After a while the pandemic hit. Little kids were no more to be seen outside for a very long time. Days, weeks and months passed but there was no sign of revival. I got accustomed to seeing the school that way. But late this evening when I passed by that route, I was held back by what caught my attention. I don't know when it happened but it felt like forever had happened in a day. The iron gate was all rusted, the courtyard was lost in a jungle of long green grasses and bushes, in coarse shades of green and dried brown. The walls had become pale and the quotations were not speaking out anymore. But the most saddening of it all was the sight of the little cheery merry-go-round thrown away on the terrace front facing the road, tilted to one side ready to fall down any minute.

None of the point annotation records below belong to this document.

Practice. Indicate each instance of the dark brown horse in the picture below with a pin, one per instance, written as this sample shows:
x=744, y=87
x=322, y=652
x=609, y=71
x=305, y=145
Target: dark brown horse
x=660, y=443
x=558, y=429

It seemed like a tormenting wind had come the previous night and had blown out all the life from that lively little place. It felt like a sad unfair end. It's weird when you see something come to life day after day and then you see it all go away painfully right before your eyes. You wonder what the meaning of any of it was if it had to go away like this.
Maybe it's one of those seasons we often cherish in life and recall cosily from time to time how we felt when it was happening. It's enigmatic how we get so attached to some places that they start seeming like an extension of our own selves and we don't even realise how and when it happens. Nonetheless gratitude is all we can have for all these beautiful places we get to dwell in life.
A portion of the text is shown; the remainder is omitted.